I am working on a utility for a full export (inconsistent, non-transactional) for subsequent data processing elsewhere. I would appreciate your feedback on the approach and any concerns.
(For now, ignore the fact that the client runs from only one client node and not scalable)
The first thing to get over was to batch taking care of the 5s limit. Based on your feedback in other threads, I have the following code that is the crux of the loop to fetch a given range of keys
Couple of questions on this
I know there is a newer split-key-ranges-by-size API coming up in 7.0 . But for now, is the approach of ‘creating a new txn after a failure’ the best approach?
I feel a bit uneasy about the byte slice returned by .Get() - how long is that slice valid? Should I clone it before assigning it to a variable (see line 178) which is referenced in the next loop?
Future plans
Ideal setup, if it is possible, would be to make sure I can narrow down each key-range to a particular host and make the read local (by having an agent run local to that node), filter some data locally, and then return data to caller. The challenge of course would be test if filtering would add any value and how to make it generic to be useful in an open-source project. But I am working on it. Let me know if you have any thoughts on it. Lot of this is based on hunches, only tests will show if there is any value in doing this.

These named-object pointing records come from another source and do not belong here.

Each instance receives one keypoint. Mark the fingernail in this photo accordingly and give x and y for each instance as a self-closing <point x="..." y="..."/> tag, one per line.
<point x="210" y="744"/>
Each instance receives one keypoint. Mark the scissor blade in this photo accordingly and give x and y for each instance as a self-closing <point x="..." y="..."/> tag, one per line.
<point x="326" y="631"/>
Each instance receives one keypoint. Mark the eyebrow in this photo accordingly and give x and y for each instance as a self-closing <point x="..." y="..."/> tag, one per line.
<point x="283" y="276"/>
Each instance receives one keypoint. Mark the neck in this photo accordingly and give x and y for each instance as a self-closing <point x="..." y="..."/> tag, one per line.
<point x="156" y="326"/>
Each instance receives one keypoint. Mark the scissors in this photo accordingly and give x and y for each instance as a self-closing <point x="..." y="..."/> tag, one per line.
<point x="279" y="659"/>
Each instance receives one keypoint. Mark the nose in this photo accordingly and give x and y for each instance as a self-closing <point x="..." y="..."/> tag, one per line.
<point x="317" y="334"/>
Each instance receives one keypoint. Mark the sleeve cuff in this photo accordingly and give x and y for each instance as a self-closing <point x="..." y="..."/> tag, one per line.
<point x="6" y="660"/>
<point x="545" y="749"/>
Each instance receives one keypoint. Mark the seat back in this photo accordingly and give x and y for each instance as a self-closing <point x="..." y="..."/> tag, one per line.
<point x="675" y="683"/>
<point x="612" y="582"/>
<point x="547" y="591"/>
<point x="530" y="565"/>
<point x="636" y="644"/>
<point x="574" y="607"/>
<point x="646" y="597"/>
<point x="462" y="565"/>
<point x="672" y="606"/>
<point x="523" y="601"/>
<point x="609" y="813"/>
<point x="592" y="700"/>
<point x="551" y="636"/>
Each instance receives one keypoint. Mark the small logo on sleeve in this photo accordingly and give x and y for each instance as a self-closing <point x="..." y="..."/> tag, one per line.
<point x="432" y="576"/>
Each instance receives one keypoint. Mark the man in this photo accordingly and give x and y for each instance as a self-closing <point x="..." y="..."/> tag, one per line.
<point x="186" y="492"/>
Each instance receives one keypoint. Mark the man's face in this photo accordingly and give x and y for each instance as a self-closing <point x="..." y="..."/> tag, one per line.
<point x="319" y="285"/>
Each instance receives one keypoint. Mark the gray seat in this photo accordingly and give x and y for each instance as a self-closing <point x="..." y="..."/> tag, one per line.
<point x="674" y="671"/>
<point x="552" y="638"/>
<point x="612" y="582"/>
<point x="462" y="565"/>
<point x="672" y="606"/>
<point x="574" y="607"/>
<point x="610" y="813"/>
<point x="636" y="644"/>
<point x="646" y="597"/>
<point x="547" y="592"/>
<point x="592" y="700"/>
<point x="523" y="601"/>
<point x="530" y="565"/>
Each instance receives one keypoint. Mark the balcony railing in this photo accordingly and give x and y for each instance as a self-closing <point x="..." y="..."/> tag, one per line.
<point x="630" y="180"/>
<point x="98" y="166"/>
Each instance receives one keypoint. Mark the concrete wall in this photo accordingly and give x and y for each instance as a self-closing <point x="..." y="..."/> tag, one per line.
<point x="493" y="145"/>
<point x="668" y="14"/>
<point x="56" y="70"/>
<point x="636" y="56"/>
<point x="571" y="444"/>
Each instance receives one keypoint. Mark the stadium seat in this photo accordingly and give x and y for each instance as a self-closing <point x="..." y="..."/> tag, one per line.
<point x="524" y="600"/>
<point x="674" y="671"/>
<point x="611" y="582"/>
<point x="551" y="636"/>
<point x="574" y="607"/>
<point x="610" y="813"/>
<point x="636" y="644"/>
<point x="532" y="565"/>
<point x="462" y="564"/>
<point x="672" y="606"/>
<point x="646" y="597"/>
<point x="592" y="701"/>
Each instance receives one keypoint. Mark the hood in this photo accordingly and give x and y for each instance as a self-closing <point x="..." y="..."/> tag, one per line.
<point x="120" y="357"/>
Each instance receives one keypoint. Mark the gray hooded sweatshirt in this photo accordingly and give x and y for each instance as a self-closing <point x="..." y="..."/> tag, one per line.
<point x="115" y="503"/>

Any feed back is appreciated. The wip code is open-source, although it is just a prototype now
I appreciate if anyone who knows the Go binding has any input on this.
I see that this code is creating a new slice of KeyValue structs, but since the .Value is being recast with unsafe, I am not quite sure what is going on
I am not a Go expert, but looking at this, it appears that stringRefToSlice is using C.GoBytes to copy the data from the C buffer into a Go buffer. My understanding, then, is that the memory lifetime is not tied to any underlying native object.